Éviter d’attraper — et de transmettre
Fiche 4 sur 4 — les gestes simples qui freinent les virus, et les vaccins de la saison pour les personnes qui en ont le plus besoin.
Les gestes qui marchent
- Se laver les mains souvent — eau et savon, ou gel hydroalcoolique — en rentrant, avant les repas, après s’être mouché. C’est le geste le plus efficace, notamment contre la gastro.
- Aérer les pièces dix minutes plusieurs fois par jour, même en hiver : les virus adorent l’air confiné.
- Tousser et éternuer dans son coude, utiliser des mouchoirs jetables — un mouchoir, un usage, la poubelle.
- Quand on est malade : porter un masque au contact des personnes fragiles, éviter d’embrasser les nourrissons et les grands-parents, et rester chez soi quand c’est possible — un ou deux jours de repos rendent aussi service aux collègues.
- Autour d’un nouveau-né : on ne visite pas enrhumé, on se lave les mains avant de le prendre — et on ne l’embrasse pas sur le visage.
La vaccination contre la grippe : chaque automne
La grippe n’est pas un gros rhume : chez les personnes fragiles, elle peut conduire à l’hôpital. Le vaccin est recommandé et pris en charge à 100 % pour :
- les personnes de 65 ans et plus ;
- les personnes ayant une maladie chronique — cœur, poumons, diabète, reins, cancer, immunité affaiblie… ;
- les femmes enceintes, à n’importe quel moment de la grossesse ;
- les personnes en situation d’obésité importante ;
- l’entourage des nourrissons fragiles et des personnes immunodéprimées.

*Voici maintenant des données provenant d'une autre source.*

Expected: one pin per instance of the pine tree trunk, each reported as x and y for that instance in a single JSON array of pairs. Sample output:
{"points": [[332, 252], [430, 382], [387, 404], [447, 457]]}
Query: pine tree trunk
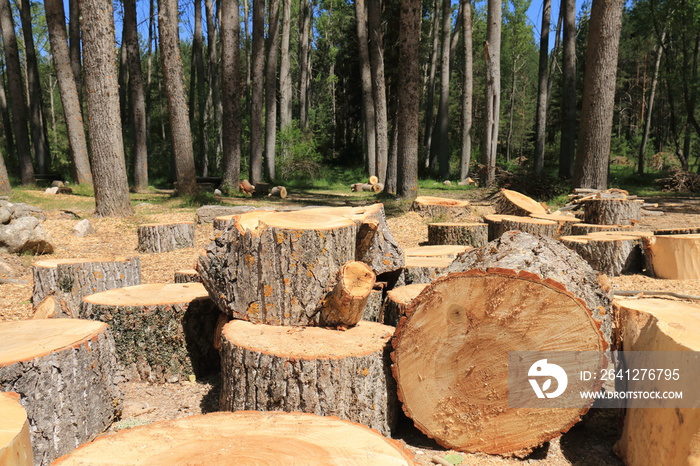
{"points": [[102, 98]]}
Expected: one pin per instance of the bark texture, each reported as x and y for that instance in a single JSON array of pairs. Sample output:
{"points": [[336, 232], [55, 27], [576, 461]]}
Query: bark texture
{"points": [[313, 370], [65, 373], [164, 237]]}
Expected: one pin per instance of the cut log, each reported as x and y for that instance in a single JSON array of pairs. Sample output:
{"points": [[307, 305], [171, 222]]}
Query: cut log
{"points": [[64, 282], [451, 352], [163, 332], [398, 301], [187, 276], [611, 255], [586, 228], [65, 371], [428, 206], [279, 191], [675, 257], [549, 259], [275, 268], [564, 222], [165, 237], [508, 202], [665, 435], [446, 250], [466, 234], [344, 305], [612, 211], [677, 231], [311, 369], [15, 445], [240, 438], [424, 269]]}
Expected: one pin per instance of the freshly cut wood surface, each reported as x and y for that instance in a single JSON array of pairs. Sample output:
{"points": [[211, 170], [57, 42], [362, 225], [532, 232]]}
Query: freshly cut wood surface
{"points": [[163, 332], [244, 437], [276, 267], [15, 445], [674, 257], [451, 354], [660, 436], [65, 371], [310, 369], [444, 250], [511, 202], [466, 234]]}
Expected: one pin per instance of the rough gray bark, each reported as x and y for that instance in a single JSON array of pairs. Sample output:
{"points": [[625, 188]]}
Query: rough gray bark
{"points": [[549, 259], [136, 96], [231, 90], [164, 237], [102, 98], [271, 68], [16, 91], [275, 275], [68, 283], [68, 89], [344, 382], [593, 150], [70, 393], [467, 234]]}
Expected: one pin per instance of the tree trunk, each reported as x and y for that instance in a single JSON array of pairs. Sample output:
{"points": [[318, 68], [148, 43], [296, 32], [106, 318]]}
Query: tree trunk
{"points": [[492, 105], [567, 147], [231, 90], [15, 88], [37, 121], [102, 97], [593, 152], [315, 370], [68, 88], [66, 372], [137, 97], [409, 99], [181, 137], [271, 68], [467, 96], [542, 86]]}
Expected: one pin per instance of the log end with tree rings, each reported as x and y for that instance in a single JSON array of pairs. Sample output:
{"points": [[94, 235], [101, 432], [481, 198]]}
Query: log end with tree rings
{"points": [[244, 437], [451, 358]]}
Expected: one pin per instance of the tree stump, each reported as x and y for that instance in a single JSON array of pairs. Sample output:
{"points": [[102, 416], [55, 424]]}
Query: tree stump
{"points": [[310, 369], [564, 222], [509, 202], [611, 255], [15, 445], [165, 237], [548, 259], [466, 234], [60, 284], [428, 206], [663, 435], [64, 371], [398, 301], [240, 438], [586, 228], [163, 332], [187, 276], [344, 305], [451, 353], [275, 268], [424, 269], [444, 250], [675, 257], [612, 211]]}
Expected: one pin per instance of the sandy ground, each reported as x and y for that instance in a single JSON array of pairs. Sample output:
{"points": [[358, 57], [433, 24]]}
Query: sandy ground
{"points": [[589, 442]]}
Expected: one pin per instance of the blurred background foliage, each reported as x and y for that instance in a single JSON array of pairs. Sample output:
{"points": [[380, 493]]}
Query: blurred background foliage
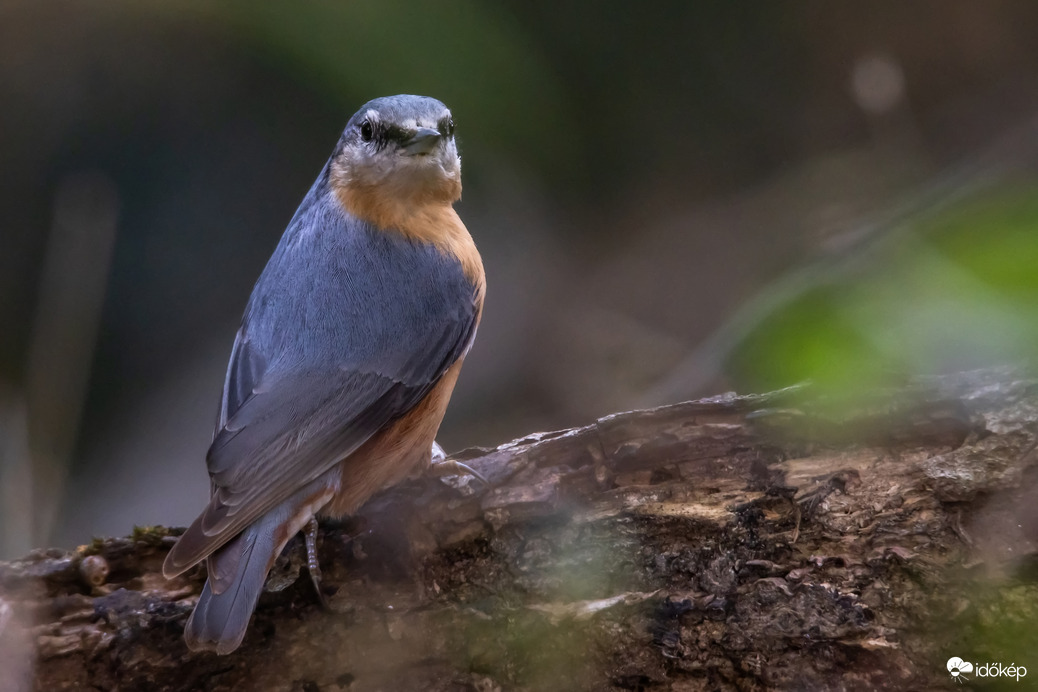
{"points": [[672, 200]]}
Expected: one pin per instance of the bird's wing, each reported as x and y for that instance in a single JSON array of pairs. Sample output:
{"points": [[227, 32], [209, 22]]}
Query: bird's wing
{"points": [[281, 427]]}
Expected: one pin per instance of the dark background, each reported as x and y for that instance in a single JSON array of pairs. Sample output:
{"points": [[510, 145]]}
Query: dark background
{"points": [[672, 200]]}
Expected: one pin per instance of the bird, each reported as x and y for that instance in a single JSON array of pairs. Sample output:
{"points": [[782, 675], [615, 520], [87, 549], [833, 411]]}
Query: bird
{"points": [[345, 360]]}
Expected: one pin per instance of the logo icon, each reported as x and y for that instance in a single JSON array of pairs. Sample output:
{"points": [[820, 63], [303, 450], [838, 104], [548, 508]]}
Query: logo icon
{"points": [[956, 667]]}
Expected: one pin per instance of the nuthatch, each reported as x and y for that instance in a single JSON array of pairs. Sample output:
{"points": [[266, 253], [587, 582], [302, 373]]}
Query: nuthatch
{"points": [[347, 355]]}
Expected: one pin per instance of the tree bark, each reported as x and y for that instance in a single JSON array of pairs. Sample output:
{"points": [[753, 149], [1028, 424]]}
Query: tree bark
{"points": [[789, 541]]}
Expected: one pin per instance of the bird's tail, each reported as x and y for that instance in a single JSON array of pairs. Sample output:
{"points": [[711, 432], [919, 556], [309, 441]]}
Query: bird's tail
{"points": [[237, 574]]}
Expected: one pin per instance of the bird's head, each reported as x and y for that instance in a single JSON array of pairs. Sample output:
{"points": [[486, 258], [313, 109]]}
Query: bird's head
{"points": [[397, 151]]}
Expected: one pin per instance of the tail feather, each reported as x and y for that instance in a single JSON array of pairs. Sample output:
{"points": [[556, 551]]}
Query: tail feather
{"points": [[238, 571], [225, 606]]}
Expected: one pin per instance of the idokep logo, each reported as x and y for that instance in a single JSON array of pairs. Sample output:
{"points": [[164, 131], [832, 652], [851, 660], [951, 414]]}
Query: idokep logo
{"points": [[958, 669]]}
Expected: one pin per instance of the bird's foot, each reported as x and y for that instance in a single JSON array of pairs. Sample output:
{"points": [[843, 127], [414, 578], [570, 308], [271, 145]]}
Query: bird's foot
{"points": [[441, 467], [312, 565]]}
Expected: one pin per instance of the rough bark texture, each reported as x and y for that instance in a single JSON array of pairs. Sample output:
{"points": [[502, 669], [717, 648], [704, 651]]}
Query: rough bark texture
{"points": [[781, 542]]}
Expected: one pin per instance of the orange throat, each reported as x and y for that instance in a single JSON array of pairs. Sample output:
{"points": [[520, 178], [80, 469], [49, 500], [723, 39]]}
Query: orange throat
{"points": [[427, 216]]}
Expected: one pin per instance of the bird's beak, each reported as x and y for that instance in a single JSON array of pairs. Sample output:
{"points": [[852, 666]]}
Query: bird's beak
{"points": [[424, 141]]}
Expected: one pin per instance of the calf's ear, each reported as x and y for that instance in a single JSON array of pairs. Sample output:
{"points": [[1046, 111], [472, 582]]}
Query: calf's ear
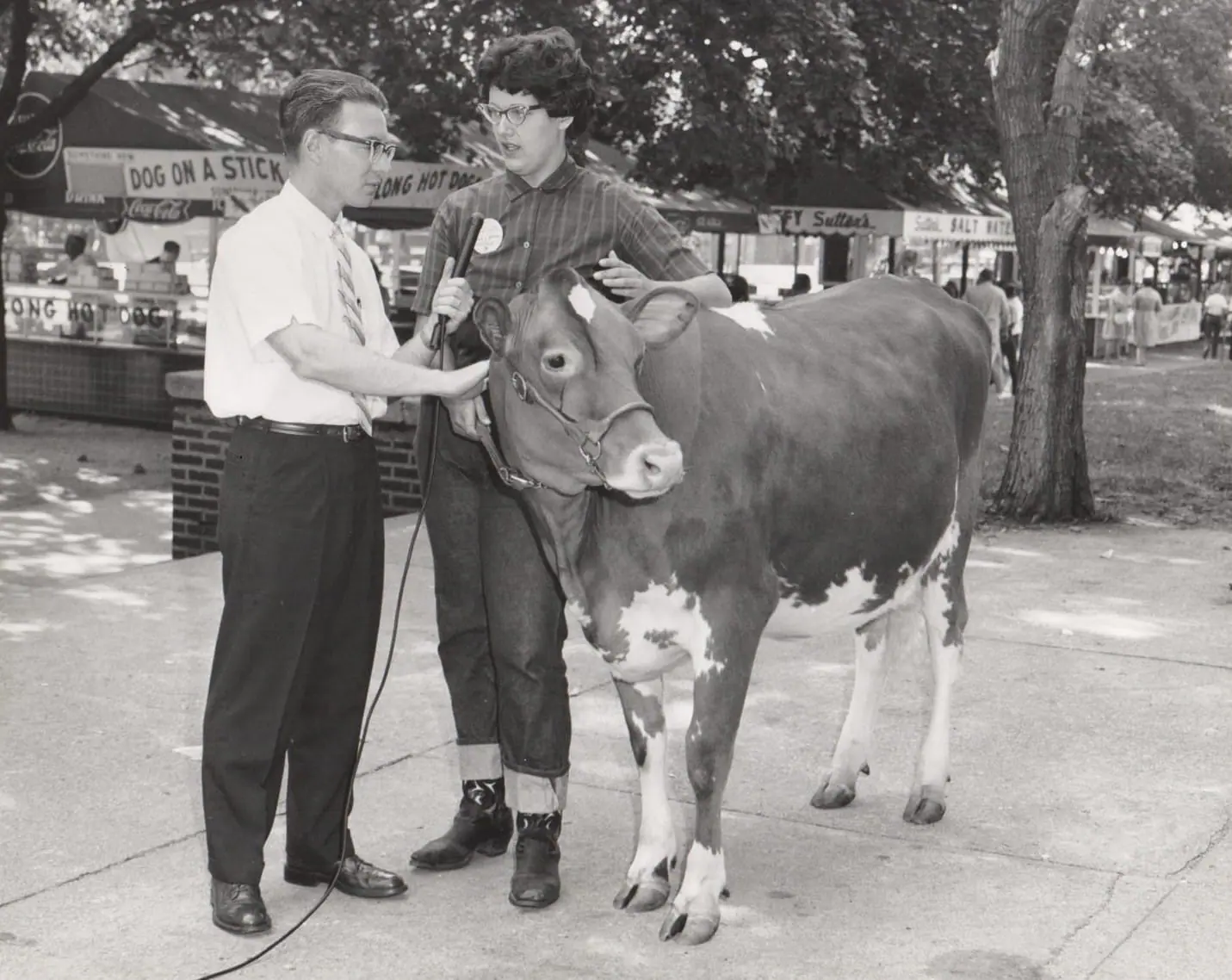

La campagne commence chaque année en automne. Médecin, pharmacien, infirmier ou sage-femme peuvent vacciner : c’est l’affaire de cinq minutes, à refaire chaque année car le virus change.
Le vaccin contre le Covid est proposé aux mêmes personnes, souvent lors du même rendez-vous — une injection dans chaque bras, et c’est réglé. Se faire vacciner, c’est se protéger soi-même, et protéger ceux qu’on ne veut pas contaminer.

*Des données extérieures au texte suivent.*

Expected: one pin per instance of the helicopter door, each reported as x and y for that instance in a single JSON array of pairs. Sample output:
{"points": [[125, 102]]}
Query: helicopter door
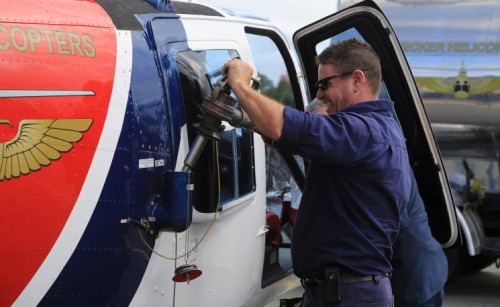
{"points": [[366, 22]]}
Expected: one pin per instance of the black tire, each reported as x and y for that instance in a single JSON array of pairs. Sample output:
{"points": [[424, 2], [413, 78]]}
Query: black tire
{"points": [[477, 263], [455, 260]]}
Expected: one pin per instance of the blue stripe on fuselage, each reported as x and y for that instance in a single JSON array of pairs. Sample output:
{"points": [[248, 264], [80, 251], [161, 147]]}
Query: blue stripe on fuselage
{"points": [[110, 260]]}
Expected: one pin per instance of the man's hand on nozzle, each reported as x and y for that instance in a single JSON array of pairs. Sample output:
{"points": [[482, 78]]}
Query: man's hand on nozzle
{"points": [[239, 74]]}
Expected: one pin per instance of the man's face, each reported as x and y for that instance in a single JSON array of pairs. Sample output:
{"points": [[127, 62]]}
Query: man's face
{"points": [[335, 88]]}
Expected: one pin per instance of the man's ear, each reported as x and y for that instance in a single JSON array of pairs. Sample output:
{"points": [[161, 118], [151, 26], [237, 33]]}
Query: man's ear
{"points": [[358, 76]]}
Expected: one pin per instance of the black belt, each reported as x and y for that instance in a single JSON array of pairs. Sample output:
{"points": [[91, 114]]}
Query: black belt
{"points": [[346, 278]]}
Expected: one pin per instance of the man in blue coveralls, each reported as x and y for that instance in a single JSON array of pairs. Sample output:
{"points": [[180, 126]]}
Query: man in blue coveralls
{"points": [[358, 179], [419, 265], [420, 268]]}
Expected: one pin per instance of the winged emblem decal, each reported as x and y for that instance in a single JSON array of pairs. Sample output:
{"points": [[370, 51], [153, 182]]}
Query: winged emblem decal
{"points": [[37, 143]]}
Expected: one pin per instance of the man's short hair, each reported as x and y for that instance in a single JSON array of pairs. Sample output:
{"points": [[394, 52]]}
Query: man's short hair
{"points": [[351, 54]]}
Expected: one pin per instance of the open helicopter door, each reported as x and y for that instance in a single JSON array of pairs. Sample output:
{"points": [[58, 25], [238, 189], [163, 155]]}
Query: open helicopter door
{"points": [[367, 22]]}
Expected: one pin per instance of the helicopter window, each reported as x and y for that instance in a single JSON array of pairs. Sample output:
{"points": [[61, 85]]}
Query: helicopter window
{"points": [[225, 169], [282, 192]]}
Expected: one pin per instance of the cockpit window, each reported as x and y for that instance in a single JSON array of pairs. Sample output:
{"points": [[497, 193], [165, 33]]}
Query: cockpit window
{"points": [[225, 169]]}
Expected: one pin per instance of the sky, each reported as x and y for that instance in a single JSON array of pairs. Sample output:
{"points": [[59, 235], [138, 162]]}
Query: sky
{"points": [[288, 15]]}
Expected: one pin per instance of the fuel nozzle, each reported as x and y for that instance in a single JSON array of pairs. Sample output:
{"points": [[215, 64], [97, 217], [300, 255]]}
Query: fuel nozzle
{"points": [[218, 106], [221, 105]]}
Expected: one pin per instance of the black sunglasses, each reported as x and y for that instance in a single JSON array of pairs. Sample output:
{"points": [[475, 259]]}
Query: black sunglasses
{"points": [[323, 83]]}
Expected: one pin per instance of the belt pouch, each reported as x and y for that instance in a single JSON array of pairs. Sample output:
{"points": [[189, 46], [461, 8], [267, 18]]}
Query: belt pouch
{"points": [[333, 285]]}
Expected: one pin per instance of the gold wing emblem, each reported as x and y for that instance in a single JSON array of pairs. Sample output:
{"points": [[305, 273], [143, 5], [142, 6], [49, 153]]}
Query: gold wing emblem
{"points": [[37, 143]]}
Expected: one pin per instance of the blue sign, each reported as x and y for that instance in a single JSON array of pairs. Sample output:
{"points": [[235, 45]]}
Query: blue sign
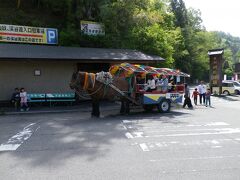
{"points": [[52, 36]]}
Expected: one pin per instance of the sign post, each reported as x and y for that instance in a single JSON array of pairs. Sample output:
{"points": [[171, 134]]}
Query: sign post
{"points": [[216, 62]]}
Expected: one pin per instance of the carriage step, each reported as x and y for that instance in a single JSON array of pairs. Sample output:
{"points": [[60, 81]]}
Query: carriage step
{"points": [[123, 94]]}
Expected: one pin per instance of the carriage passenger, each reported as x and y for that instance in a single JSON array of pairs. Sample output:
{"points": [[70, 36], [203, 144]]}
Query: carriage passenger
{"points": [[171, 86], [140, 82], [151, 85], [163, 83]]}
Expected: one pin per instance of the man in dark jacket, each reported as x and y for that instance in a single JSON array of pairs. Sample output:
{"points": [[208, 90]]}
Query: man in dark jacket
{"points": [[187, 100]]}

Nourrissons : la bronchiolite se prévient désormais
C’est une vraie avancée récente : les bébés peuvent être protégés contre le VRS, le virus responsable de la plupart des bronchiolites. Deux possibilités : une injection d’anticorps au nouveau-né (proposée notamment à la maternité, protection d’au moins cinq mois — elle réduit d’environ 85 % les hospitalisations pour bronchiolite), ou un vaccin en fin de grossesse, qui transmet la protection au bébé. Parlez-en pendant la grossesse ou à la maternité.
Chez le tout-petit toujours : le lavage de nez reste le réflexe de l’hiver, et les gestes d’hygiène de l’entourage sont sa première protection — un nourrisson n’attrape pas la bronchiolite tout seul, on la lui apporte.
En résumé pour votre foyer : les mains et l’aération pour tout le monde, le vaccin d’automne pour les plus fragiles, la protection VRS pour les bébés — et quand on est malade, on protège les autres. C’est toute la différence entre un hiver enrhumé et un hiver à l’hôpital.
Ce qu’il faut retenir
- Mains lavées, pièces aérées, coude devant la bouche, masque quand on est malade près des fragiles.
- Vaccin contre la grippe chaque automne — gratuit après 65 ans, en cas de maladie chronique et pendant la grossesse — souvent avec le vaccin Covid.
- Les nourrissons peuvent être protégés de la bronchiolite : anticorps à la naissance ou vaccin en fin de grossesse.
- Autour d’un nouveau-né : pas de visite enrhumée, pas de bisous sur le visage.